PROFESSIONAL

Gregory D. Jones, Jr., Ph.D. is a Professor in the Theology Department at Duquesne University. He is in the process of publishing a book with McFarland & Company which examines how a play theology of religions navigates the dialogical problems of the interreligious encounter. Greg also published a related article in Religions journal, and contributed a chapter to The World of Final Fantasy VII. He holds a Ph.D. in Systematic Theology from Duquesne University, an M.A. in Theology from Pittsburgh Theological Seminary, a B.A. in Broadcast Journalism and English from Virginia Tech, and two decades of experience in Broadcasting/Digital Communications, teaching Sunday School, and Youth Ministry.

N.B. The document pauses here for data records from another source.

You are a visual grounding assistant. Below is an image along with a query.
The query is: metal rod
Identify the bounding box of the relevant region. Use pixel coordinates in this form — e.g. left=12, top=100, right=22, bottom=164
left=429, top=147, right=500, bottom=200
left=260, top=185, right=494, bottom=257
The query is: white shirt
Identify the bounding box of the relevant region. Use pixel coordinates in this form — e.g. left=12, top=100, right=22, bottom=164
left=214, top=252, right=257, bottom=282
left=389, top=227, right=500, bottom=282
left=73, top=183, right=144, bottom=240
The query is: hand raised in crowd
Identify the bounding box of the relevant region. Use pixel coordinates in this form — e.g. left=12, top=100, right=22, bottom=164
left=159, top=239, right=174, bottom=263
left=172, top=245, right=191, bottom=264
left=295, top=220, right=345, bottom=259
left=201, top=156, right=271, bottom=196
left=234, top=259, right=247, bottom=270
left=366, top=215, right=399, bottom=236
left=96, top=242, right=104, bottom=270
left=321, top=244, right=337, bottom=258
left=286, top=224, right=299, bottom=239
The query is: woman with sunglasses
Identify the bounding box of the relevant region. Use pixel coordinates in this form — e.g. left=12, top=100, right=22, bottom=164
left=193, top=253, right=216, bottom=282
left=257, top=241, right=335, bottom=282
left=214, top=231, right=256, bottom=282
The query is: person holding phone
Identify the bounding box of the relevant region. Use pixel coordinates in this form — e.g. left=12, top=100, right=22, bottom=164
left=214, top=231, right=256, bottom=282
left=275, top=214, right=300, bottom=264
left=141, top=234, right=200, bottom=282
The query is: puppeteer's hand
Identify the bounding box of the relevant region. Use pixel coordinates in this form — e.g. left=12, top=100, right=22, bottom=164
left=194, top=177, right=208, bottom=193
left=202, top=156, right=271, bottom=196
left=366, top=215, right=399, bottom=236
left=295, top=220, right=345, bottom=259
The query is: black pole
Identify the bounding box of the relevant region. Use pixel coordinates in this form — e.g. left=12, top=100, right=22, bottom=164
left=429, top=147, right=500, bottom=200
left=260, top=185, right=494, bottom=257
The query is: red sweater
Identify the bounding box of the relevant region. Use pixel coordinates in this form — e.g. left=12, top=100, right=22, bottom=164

His top research interests involve exploring the theological value and meaning of play experiences, the interplay of religion, media, and popular culture, and interreligious relationality.

PRESENTATIONS

Insights from theology, media studies, and pop-culture explain how virtual world platforms cultivate "Play-I" (human awareness; humane interaction) for using technology to tell our human stories, and not just the information of technology that is more extractive than it is either artificial or intelligent.

The obscure John Wraith expresses (X-presses) a similarly obscure vantage point within the notably diverse X-Men: the black theological presence. Wraith’s obscurity and untouchability also frames how his words and his actions offer black theological commentary on mutant culture. Each facet of John Wraith illustrates the concept of X-pression: how X-Men comics provide a creative canvas to meaningfully illustrate black theology and other contextual perspectives.

Could the triangle, square, cross, and circle action buttons of the Sony PlayStation controller be a pop-culture symbol for a unified spiritual and theological framework for interpreting reality? This paper explains how pressing each button symbolically “plays out” a particular response to a media environment, by combining the dimensions of play theology with symbols that express the meanings of key insights from several religions.

Jesus's Matthew 22:21 teaching frames a practical and doable schedule of "data balkanization" that prevents having your data belonging in one place, to one company, to do with what they please. Significance: Taking back our digital data from Big Tech is something everyone can do, as an act of protest, self-preservation, and resistance against the powers of the anti-democracy oligarchy.